Sixth, we expect the combined company to have better access to the securitization market than either company on its own, giving the combined company greater opportunity to optimize its debt capital.
Seventh, we expect operational synergies from eliminating redundant expenses. And finally, GBDC’s fee structure is more favorable for GCIC stockholders than GCIC’s current post-liquidity event fee structure, as GBDC’s income incentive fee has an 8% annualized hurdle.
In short, we believe the combined company maintains all the elements that have made GCIC successful and gives it a number of additional advantages. We believe the increased scale of a combined company could deliver a number of benefits, including incremental earnings power, which supports the GBDC Board’s announced intention to increase GBDC’s quarterly dividend to $0.33 cents per share from $0.32 currently after the closing of the merger, provided that GBDC’s Board reserves the right to revisit this intention if market conditions or GBDC’s prospects meaningful change. So, where does the merger process stand? The short answer is that we’re making progress. You’ll recall that GBDC and GCIC filed their preliminary joint proxy statement with the SEC on December 21, 2018, immediately prior to the government shutdown. The shutdown delayed the SEC review process, but I’m pleased to report that we’re now responding to feedback from the SEC in anticipation of finalizing the proxy. This process takes time, but our hope is that we could be able to mail the proxy statement as early as the coming weeks.
Forward-Looking Statements
This communication may contain “forward-looking statements” within the meaning of the Private Securities Litigation Reform Act of 1995. Statements other than statements of historical facts included in this communication may constitute forward-looking statements and are not guarantees of future performance or results and involve a number of risks and uncertainties. Actual results may differ materially from those expressed or implied in the forward-looking statements as a result of a number of factors, including those described from time to time in filings with the Securities and Exchange Commission. GCIC undertakes no duty to update any forward-looking statement made herein. All forward-looking statements speak only as of the date of this communication.

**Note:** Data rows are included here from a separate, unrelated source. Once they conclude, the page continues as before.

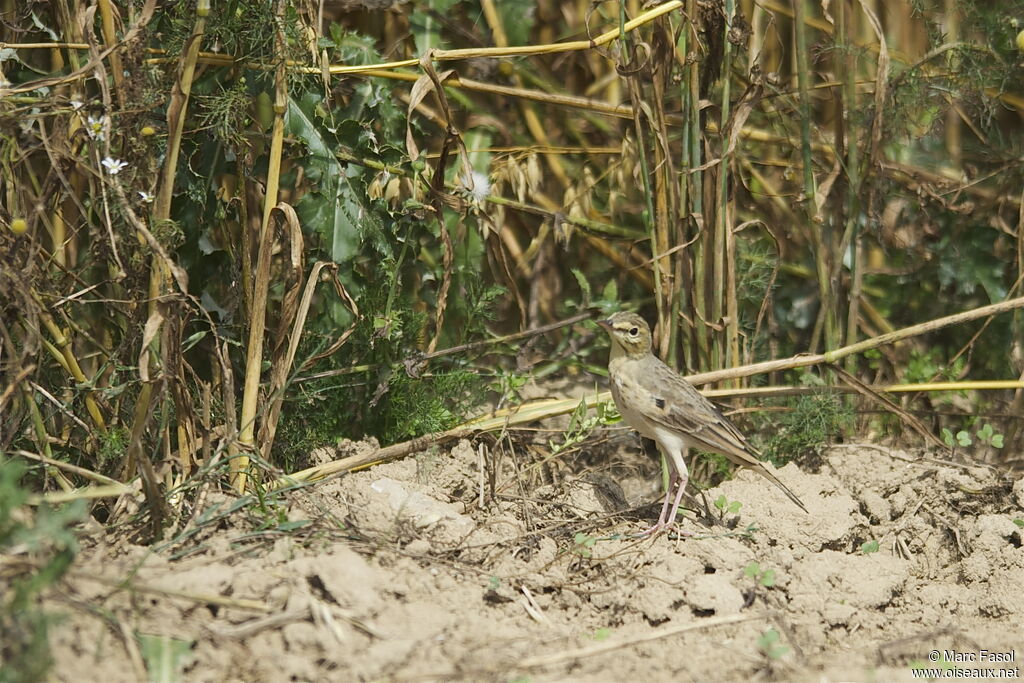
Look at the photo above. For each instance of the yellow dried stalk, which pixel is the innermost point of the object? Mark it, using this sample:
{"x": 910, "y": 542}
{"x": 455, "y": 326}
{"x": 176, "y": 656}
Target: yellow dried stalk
{"x": 257, "y": 323}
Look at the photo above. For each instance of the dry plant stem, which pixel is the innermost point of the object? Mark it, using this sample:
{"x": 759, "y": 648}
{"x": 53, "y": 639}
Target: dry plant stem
{"x": 159, "y": 270}
{"x": 655, "y": 634}
{"x": 87, "y": 494}
{"x": 257, "y": 322}
{"x": 62, "y": 344}
{"x": 281, "y": 369}
{"x": 81, "y": 471}
{"x": 532, "y": 122}
{"x": 805, "y": 359}
{"x": 545, "y": 409}
{"x": 208, "y": 598}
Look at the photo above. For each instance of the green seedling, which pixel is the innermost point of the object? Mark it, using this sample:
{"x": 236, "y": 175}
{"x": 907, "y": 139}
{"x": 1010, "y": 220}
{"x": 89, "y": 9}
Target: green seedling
{"x": 986, "y": 435}
{"x": 770, "y": 645}
{"x": 869, "y": 547}
{"x": 727, "y": 507}
{"x": 764, "y": 578}
{"x": 582, "y": 544}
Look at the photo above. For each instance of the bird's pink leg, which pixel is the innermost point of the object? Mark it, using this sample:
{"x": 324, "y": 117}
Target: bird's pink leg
{"x": 682, "y": 479}
{"x": 663, "y": 519}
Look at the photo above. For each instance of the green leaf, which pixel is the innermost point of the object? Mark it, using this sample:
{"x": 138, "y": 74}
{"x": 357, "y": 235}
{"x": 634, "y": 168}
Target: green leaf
{"x": 426, "y": 26}
{"x": 335, "y": 209}
{"x": 609, "y": 294}
{"x": 165, "y": 657}
{"x": 517, "y": 17}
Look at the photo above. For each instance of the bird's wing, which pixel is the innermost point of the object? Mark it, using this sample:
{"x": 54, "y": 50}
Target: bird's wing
{"x": 676, "y": 404}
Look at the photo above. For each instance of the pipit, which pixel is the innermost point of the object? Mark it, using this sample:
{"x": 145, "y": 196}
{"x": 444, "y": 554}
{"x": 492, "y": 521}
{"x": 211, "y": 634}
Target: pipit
{"x": 656, "y": 401}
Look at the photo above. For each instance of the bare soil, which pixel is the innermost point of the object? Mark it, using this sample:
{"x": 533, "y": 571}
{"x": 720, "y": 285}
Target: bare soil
{"x": 398, "y": 572}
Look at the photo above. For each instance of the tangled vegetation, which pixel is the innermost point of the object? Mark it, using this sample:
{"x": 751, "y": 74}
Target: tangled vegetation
{"x": 229, "y": 235}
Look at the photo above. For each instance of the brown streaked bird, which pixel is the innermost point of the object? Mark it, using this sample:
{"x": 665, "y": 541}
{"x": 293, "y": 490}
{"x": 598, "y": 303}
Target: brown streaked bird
{"x": 656, "y": 401}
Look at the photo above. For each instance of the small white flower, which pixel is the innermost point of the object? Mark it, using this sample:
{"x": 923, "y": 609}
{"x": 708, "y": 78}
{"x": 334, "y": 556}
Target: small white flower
{"x": 95, "y": 127}
{"x": 114, "y": 166}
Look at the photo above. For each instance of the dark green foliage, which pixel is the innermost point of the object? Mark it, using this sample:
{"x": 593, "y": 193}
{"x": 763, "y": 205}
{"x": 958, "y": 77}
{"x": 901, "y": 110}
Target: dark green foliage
{"x": 40, "y": 547}
{"x": 811, "y": 421}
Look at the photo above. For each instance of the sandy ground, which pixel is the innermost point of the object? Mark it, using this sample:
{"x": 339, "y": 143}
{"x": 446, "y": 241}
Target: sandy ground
{"x": 398, "y": 572}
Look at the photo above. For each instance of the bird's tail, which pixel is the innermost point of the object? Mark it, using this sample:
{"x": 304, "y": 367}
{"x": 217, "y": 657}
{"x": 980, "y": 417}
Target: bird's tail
{"x": 785, "y": 489}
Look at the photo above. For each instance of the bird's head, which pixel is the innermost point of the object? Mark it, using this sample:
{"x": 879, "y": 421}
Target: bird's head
{"x": 630, "y": 334}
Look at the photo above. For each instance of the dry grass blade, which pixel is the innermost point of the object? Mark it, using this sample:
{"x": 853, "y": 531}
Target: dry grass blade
{"x": 617, "y": 644}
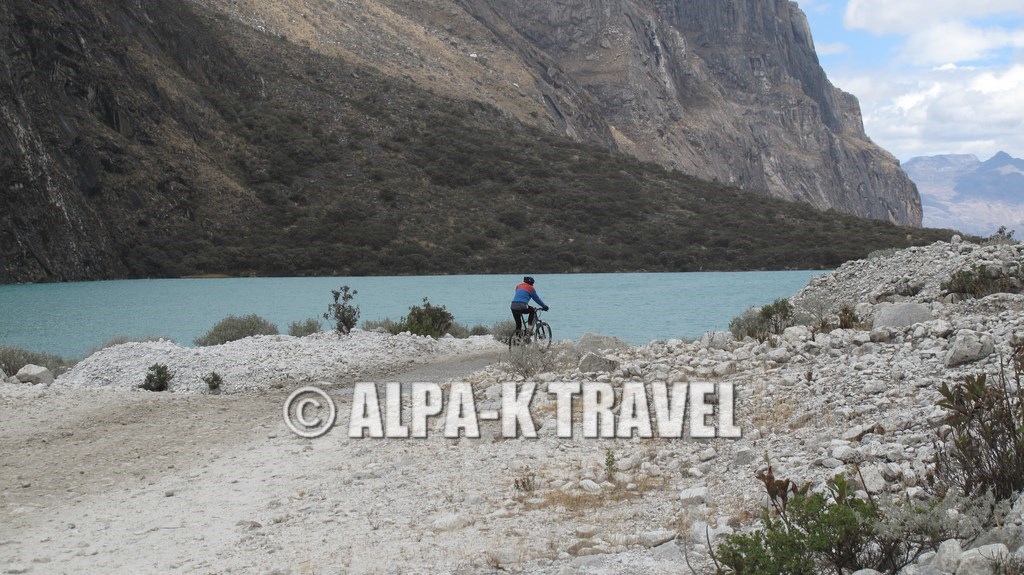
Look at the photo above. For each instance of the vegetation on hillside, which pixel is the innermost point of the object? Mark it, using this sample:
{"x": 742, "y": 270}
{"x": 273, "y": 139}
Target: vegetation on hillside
{"x": 253, "y": 155}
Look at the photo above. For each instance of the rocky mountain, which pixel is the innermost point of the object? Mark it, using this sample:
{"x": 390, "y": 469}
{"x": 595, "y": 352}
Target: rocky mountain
{"x": 167, "y": 138}
{"x": 963, "y": 192}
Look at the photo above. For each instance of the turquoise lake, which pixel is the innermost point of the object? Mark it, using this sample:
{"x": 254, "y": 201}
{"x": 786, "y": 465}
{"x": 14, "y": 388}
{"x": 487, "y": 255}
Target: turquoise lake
{"x": 70, "y": 319}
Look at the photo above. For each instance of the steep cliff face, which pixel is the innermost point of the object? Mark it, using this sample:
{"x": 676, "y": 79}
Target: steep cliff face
{"x": 100, "y": 127}
{"x": 387, "y": 136}
{"x": 728, "y": 90}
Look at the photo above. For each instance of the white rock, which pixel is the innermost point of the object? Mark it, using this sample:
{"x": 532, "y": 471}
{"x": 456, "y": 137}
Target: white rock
{"x": 654, "y": 538}
{"x": 901, "y": 315}
{"x": 450, "y": 522}
{"x": 968, "y": 347}
{"x": 693, "y": 496}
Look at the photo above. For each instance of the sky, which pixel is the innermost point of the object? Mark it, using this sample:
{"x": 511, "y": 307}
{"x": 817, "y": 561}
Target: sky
{"x": 933, "y": 77}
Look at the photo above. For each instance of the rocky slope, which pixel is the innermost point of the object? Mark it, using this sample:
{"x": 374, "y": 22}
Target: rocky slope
{"x": 816, "y": 404}
{"x": 170, "y": 138}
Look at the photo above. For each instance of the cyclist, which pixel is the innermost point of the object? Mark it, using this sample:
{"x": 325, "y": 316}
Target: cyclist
{"x": 520, "y": 303}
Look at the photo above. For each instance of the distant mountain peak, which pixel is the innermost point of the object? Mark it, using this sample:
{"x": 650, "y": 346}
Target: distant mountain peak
{"x": 961, "y": 192}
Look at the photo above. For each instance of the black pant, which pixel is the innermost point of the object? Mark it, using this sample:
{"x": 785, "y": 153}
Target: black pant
{"x": 517, "y": 312}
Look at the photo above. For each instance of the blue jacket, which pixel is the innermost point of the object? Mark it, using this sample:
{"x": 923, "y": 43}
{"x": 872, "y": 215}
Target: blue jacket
{"x": 524, "y": 293}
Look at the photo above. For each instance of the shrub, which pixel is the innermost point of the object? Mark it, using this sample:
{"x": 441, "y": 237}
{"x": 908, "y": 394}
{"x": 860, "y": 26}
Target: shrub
{"x": 303, "y": 328}
{"x": 158, "y": 379}
{"x": 749, "y": 324}
{"x": 427, "y": 320}
{"x": 386, "y": 324}
{"x": 12, "y": 359}
{"x": 777, "y": 315}
{"x": 233, "y": 327}
{"x": 980, "y": 281}
{"x": 984, "y": 449}
{"x": 213, "y": 382}
{"x": 816, "y": 313}
{"x": 341, "y": 312}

Additional Information and Where to Find It
This communication relates to a proposed business combination involving GCIC and GBDC (the “Merger”), along with related proposals for which stockholder approval will be sought (collectively, the “Proposals”). In connection with the Proposals, each of GCIC and GBDC intend to file relevant materials with the SEC, including a registration statement on Form N-14, which will include a joint proxy statement of GBDC and GCIC and a prospectus of GBDC (the “Proxy Statement”). This communication does not constitute an offer to sell or the solicitation of an offer to buy any securities or a solicitation of any vote or approval. No offer of securities shall be made except by means of a prospectus meeting the requirements of Section 10 of the Securities Act. STOCKHOLDERS OF EACH OF GCIC AND GBDC ARE URGED TO READ ALL RELEVANT DOCUMENTS FILED WITH THE SEC, INCLUDING THE PROXY STATEMENT WHEN IT BECOMES AVAILABLE, AS WELL AS ANY AMENDMENTS OR SUPPLEMENTS THERETO, BECAUSE THEY WILL CONTAIN IMPORTANT INFORMATION ABOUT GCIC, GBDC, THE MERGER AND THE PROPOSALS. Investors and security holders will be able to obtain the documents filed with the SEC free of charge at the SEC’s web site, http://www.sec.gov or, for documents filed by GBDC, from GBDC’s website at http://www.golubcapitalbdc.com.

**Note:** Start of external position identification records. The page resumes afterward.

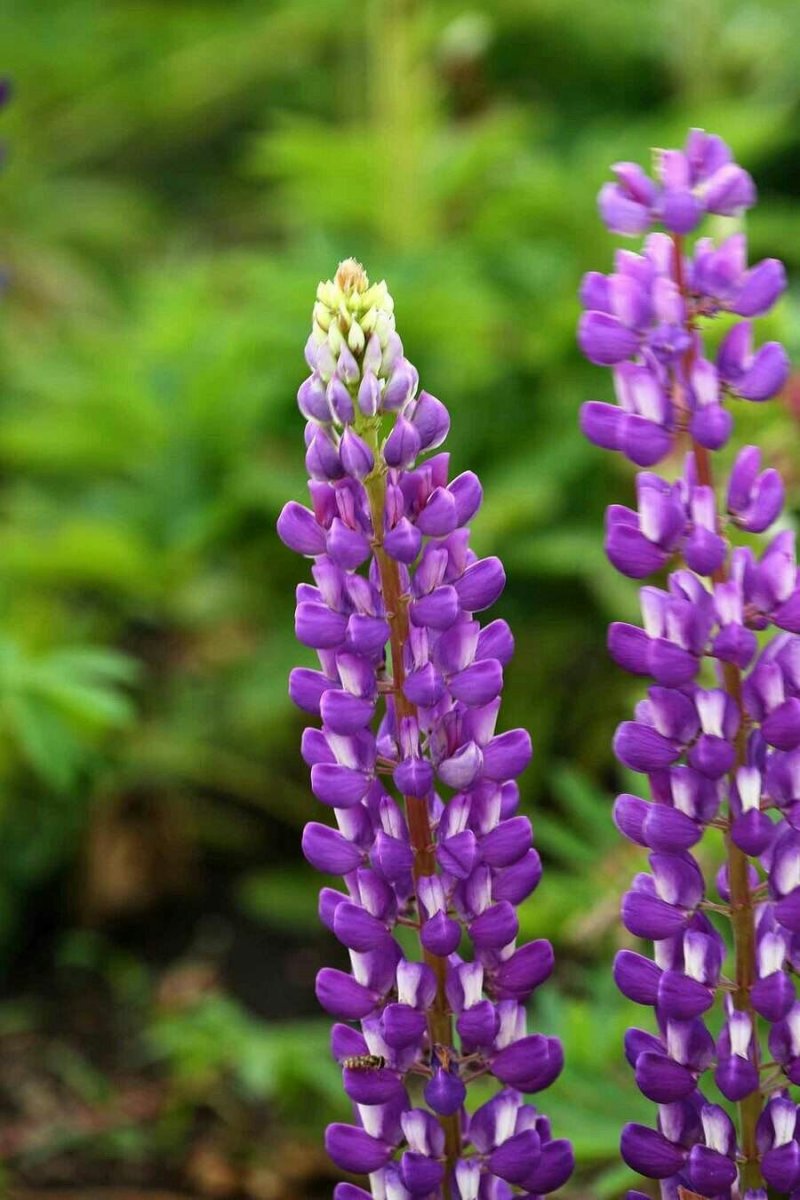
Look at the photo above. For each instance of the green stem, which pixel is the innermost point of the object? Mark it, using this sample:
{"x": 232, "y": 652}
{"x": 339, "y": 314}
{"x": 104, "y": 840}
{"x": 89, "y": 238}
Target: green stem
{"x": 741, "y": 897}
{"x": 416, "y": 808}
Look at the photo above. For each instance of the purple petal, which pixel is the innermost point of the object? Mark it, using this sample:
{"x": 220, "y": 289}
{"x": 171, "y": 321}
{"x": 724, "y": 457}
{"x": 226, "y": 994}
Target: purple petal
{"x": 495, "y": 927}
{"x": 338, "y": 786}
{"x": 318, "y": 627}
{"x": 341, "y": 995}
{"x": 605, "y": 340}
{"x": 329, "y": 851}
{"x": 649, "y": 1152}
{"x": 710, "y": 1173}
{"x": 663, "y": 1080}
{"x": 481, "y": 585}
{"x": 507, "y": 755}
{"x": 516, "y": 1157}
{"x": 637, "y": 977}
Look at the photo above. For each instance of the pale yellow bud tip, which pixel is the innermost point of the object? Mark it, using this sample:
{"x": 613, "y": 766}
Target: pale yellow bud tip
{"x": 352, "y": 276}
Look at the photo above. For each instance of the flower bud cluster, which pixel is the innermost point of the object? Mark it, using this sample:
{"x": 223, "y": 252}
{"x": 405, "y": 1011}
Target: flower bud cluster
{"x": 719, "y": 733}
{"x": 420, "y": 784}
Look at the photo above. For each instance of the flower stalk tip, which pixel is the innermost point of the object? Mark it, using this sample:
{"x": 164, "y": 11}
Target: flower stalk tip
{"x": 421, "y": 786}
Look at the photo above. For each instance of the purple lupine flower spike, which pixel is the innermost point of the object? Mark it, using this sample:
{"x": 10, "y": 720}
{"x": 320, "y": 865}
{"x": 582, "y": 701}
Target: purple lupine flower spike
{"x": 420, "y": 781}
{"x": 719, "y": 733}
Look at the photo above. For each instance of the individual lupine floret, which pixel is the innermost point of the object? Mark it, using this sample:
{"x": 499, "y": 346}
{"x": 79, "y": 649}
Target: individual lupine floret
{"x": 719, "y": 735}
{"x": 642, "y": 322}
{"x": 420, "y": 783}
{"x": 690, "y": 183}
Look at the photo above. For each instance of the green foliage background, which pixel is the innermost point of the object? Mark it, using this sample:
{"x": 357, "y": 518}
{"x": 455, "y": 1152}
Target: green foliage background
{"x": 179, "y": 178}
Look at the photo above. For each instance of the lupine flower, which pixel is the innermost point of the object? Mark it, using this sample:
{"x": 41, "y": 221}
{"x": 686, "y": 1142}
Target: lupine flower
{"x": 719, "y": 733}
{"x": 420, "y": 784}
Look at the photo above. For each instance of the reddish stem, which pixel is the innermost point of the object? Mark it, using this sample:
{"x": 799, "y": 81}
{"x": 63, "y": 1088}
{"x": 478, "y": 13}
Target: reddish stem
{"x": 741, "y": 898}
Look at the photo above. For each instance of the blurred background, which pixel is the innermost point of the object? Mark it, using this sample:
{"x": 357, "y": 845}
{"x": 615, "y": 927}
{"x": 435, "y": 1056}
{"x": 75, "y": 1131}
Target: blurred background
{"x": 179, "y": 177}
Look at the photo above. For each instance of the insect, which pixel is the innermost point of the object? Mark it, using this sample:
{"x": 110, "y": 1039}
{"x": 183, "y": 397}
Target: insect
{"x": 364, "y": 1062}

Participants in the Solicitation
GCIC and GBDC and their respective directors, executive officers and certain other members of management and employees of GC Advisors LLC and its affiliates, may be deemed to be participants in the solicitation of proxies from the stockholders of GCIC and GBDC in connection with the Proposals. Information regarding the persons who may, under the rules of the SEC, be considered participants in the solicitation of the GCIC and GBDC stockholders in connection with the Proposals will be contained in the Proxy Statement when such document becomes available. This document may be obtained free of charge from the sources indicated above.